Inside NoVa: Honoring King’s Legacy: Students, elected leaders celebrate civil rights leader with annual MLK Oratorical Competition

INSIDE NOVA, EMILY SEYMOUR

A middle school student and a local high schooler took best speaker awards in the 39th annual Dr. Martin Luther King Jr. Youth Oratorical Competition Monday, honoring King on what would have been his 95th birthday.

The event, hosted by the Prince William County Alumnae Chapter of Delta Sigma Theta Sorority Inc. at Charles J. Colgan Sr. High School in Manassas, featured six students – three middle schoolers and three high schoolers – chosen as finalists from a pool of around 50 students.

Each student prepared a speech in response to the following prompt: “If America is to remain a great nation, we must … ”

The prompt honors the 60th anniversary of Dr. King’s March on Washington and his famous “I have a Dream” speech given at the march on Aug. 28, 1963.

“It’s so extraordinary to know that this community is not only nurturing the next generation of leadership but ensuring that students know that your voices matter, that the beauty of the words that you speak to us, that you put out into the world can have an impact,” said Rep. Abigail Spanberger of Virginia’s 7th Congressional District.

The two winners – eighth-grader Rabab Raza and senior Myles Lanier – received rousing applause after their speeches.

Raza, a student at Rippon Middle School, began her speech with a poem about the plight of the Palestinian people, likening it to that of Black Americans. 

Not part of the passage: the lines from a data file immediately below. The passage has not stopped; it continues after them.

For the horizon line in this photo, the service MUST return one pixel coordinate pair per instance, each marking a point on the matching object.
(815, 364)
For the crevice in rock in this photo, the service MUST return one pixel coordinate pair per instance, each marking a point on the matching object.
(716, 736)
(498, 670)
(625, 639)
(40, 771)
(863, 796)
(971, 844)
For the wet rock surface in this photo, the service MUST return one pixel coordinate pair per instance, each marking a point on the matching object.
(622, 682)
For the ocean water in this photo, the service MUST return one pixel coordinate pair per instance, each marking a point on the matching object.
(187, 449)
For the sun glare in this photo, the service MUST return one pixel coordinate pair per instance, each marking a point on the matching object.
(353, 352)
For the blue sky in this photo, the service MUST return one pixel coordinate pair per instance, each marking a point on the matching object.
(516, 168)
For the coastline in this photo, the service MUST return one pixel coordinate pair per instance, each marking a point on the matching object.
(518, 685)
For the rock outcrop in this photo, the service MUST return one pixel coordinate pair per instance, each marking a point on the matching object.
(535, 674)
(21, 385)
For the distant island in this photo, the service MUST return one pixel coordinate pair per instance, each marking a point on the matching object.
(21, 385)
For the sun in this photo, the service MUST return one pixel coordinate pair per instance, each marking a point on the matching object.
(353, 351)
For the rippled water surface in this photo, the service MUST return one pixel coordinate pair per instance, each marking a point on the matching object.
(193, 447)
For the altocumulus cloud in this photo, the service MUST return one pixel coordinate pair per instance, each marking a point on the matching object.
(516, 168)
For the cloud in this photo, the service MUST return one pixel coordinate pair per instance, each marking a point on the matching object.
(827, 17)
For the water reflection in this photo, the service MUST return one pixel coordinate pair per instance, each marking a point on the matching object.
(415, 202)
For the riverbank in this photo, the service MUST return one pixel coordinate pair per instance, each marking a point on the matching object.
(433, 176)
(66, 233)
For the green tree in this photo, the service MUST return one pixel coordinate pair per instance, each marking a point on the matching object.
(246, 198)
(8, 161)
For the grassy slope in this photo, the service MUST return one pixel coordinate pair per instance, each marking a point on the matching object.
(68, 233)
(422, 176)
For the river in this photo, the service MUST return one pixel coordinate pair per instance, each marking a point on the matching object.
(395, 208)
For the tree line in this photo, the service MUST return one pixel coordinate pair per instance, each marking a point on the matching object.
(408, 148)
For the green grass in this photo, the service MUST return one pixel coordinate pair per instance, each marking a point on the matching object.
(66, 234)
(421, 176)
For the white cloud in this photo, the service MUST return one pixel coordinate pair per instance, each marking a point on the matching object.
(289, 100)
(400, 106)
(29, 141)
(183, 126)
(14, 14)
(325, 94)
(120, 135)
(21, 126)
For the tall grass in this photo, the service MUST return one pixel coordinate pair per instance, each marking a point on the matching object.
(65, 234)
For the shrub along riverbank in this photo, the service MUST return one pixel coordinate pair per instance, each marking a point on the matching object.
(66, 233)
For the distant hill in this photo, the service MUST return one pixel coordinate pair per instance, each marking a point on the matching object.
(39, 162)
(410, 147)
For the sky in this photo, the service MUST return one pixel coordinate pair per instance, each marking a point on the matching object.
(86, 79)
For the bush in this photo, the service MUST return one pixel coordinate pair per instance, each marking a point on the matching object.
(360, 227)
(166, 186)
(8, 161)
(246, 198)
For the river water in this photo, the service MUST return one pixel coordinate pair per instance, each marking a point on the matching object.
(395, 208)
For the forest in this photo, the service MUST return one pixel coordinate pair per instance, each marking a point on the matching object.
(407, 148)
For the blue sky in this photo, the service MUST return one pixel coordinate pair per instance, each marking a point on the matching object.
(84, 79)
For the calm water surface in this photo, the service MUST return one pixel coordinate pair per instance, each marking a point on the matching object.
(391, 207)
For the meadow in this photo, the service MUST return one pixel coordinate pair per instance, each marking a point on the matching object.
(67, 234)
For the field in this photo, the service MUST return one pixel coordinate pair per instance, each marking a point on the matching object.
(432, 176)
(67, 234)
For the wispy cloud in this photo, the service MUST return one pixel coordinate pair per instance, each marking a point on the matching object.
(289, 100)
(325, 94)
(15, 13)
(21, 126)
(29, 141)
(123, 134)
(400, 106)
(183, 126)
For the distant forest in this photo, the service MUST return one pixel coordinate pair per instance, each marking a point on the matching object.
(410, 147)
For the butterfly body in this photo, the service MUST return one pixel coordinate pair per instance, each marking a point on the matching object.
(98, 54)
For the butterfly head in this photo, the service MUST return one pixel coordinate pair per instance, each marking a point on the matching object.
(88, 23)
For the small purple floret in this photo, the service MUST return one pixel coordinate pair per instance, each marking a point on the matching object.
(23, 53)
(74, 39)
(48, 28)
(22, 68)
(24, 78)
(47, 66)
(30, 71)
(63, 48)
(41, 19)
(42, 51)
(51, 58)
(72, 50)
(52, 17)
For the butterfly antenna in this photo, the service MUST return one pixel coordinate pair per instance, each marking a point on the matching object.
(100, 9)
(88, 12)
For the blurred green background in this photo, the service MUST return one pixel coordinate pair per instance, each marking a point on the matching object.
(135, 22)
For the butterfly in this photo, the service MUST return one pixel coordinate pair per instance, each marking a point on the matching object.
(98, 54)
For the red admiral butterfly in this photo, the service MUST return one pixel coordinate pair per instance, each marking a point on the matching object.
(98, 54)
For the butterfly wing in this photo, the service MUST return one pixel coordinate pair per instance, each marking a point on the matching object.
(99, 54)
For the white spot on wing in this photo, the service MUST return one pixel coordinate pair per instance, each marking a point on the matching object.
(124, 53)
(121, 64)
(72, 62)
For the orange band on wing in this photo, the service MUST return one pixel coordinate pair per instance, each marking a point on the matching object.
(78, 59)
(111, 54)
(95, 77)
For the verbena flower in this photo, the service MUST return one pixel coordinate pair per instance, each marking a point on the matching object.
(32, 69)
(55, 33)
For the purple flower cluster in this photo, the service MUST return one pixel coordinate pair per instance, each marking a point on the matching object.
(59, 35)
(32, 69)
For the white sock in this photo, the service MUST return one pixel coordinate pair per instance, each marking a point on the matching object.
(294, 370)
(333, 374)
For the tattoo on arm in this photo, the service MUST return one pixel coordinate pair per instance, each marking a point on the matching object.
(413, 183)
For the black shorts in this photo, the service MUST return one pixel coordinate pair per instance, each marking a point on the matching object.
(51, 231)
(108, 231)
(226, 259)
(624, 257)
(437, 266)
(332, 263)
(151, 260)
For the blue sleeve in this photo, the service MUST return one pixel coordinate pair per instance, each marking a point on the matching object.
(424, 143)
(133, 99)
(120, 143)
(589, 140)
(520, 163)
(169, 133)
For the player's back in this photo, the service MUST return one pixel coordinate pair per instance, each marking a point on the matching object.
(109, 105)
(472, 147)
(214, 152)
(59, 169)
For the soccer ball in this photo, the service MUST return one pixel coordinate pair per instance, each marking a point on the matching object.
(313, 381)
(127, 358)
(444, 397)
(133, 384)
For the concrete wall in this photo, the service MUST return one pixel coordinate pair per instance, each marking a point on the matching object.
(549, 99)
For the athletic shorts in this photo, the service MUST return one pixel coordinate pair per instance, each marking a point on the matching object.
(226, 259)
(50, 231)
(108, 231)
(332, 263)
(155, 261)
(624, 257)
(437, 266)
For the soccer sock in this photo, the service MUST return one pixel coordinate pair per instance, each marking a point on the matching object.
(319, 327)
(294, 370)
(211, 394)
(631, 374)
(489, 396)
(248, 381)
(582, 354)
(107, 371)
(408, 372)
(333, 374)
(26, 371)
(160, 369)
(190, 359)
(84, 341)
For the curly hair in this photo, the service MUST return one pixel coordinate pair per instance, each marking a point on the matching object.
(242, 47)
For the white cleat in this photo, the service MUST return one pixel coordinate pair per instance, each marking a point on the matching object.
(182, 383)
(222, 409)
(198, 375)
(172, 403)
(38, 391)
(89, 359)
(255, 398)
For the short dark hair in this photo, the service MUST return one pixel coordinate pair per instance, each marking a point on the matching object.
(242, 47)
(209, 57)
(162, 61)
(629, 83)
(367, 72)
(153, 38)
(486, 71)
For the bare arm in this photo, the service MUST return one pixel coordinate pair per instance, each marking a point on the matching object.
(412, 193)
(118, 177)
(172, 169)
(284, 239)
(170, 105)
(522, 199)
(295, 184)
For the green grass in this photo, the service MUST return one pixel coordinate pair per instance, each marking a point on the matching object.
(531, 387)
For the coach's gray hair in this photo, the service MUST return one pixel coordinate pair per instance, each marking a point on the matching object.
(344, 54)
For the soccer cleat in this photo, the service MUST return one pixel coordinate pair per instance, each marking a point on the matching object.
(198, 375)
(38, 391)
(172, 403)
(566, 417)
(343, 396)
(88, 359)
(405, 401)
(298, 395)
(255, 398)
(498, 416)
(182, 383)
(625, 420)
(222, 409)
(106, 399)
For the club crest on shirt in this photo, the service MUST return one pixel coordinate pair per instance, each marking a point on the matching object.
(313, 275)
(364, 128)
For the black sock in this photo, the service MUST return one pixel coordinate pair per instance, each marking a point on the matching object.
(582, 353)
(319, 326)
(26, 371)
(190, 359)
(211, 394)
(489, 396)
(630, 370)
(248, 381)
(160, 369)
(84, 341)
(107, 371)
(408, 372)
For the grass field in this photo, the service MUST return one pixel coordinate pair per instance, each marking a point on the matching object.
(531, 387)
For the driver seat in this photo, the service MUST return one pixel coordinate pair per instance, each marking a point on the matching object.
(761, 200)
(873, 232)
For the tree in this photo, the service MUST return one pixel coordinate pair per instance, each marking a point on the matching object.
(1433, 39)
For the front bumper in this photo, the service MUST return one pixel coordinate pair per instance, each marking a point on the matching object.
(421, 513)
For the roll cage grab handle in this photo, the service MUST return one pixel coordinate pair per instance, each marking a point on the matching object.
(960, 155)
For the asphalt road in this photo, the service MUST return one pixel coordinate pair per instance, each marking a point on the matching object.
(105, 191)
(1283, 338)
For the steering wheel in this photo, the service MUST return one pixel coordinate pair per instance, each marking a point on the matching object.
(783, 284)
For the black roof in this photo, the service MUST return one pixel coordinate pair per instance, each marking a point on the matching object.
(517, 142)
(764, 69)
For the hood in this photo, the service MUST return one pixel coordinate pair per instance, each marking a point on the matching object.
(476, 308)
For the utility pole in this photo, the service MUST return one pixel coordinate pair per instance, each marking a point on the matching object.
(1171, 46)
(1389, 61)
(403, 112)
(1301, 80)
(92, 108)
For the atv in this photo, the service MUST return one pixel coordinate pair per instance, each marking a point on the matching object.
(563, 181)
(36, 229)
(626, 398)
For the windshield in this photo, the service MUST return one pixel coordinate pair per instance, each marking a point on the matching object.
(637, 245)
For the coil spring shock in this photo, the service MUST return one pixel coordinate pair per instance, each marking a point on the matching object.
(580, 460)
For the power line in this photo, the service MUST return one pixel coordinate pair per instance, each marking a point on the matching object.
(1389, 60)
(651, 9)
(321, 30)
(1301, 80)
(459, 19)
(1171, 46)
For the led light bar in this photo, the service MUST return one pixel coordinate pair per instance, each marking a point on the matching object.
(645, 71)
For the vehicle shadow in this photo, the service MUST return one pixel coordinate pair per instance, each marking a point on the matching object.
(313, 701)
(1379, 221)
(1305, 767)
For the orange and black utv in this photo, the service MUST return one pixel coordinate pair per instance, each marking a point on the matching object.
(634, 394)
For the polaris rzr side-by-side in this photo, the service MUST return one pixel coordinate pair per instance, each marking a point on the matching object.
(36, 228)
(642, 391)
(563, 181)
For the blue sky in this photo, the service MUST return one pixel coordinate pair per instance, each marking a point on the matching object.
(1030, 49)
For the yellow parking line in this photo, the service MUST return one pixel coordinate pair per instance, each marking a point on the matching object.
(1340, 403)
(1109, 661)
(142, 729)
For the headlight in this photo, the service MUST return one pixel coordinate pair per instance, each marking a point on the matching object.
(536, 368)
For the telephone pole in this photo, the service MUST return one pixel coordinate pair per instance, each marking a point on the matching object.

She echoed King’s language, laying out what her dreams are as a young, Hijab-wearing woman.

“I have a dream that one day people no longer go out and bomb mosques for their own harmful agenda. I have a dream that one day people no longer feel threatened by a 13-year-old girl walking peacefully and proudly down the street in her hijab. This is not what I believe Dr. King meant by a great nation. A great nation would be where everyone would be and feel free no matter the color of their skin, religion or ethnicity,” Raza said.

Raza went on to say people must demonstrate their love through service and commitment to others in order to keep this dream alive and to keep America a great nation.

“I believe that my generation and the future generations will be the light to the darkness and can keep America’s true greatness intact. The hope continues with us,” she said.

Raza said she entered the competition, in part, to help overcome her fear of public speaking.

Lanier, a senior at Manassas Park High School, won the best speaker award for the high school cohort.

Lanier offered a call to action in his speech, answering the question, “What must we do to ensure that everyone in this great nation is able to thrive?”

“In order for this nation to become a greater nation, a stronger nation, we must answer the call. We must fight like Malcolm and Harriet. We must write like Maya and Langston, we must challenge like Rosa and Fannie Lou, we must educate like Booker and W.E.B., we must lead like Kamala and Barack, we must bleed like Martin. We must carry our hope from our past and our hope for the future,” Lanier said.

U.S. Sens. Mark Warner and Tim Kaine of Virginia attended Monday’s event and delivered remarks.

Kaine told the story of what’s known as the Children’s Crusade of 1963, when King empowered young people and brought them into the fold of the Civil Rights Movement.

More than 1,000 students skipped school and marched in Birmingham, Alabama, and were met with excessive police force. The images of school children being beaten by police were so powerful that it ultimately led to local Birmingham officials sitting down with King and negotiating the opening of public facilities.

The message, Kaine said, was the power of young people.

“You might not be old enough to vote, never think you’re not old enough to make an impact,” Kaine said. “You are.”

Warner answered the prompt each student was tasked with answering in the competition.

“If America is to remain a great nation, it must finally end the scourge of racism. If America is to remain a great nation, especially now in a world that is so dangerous, America must keep its word … If America is to remain a great nation, it must invest in its young people and be a nation that’s forward-looking … and recognize that there’s nothing that we can’t accomplish if we do it together,” Warner said.

Also in attendance were several Prince William County School Board members, Prince William Board of County Supervisors Chair Deshundra Jefferson, Prince William Superintendent of School LaTanya McDade and several other local officials.

Dumfries Mayor Derrick Wood helped host the event, serving as emcee.

The event was hosted at Charles Colgan High School in Manassas, the first one in-person since January 2020.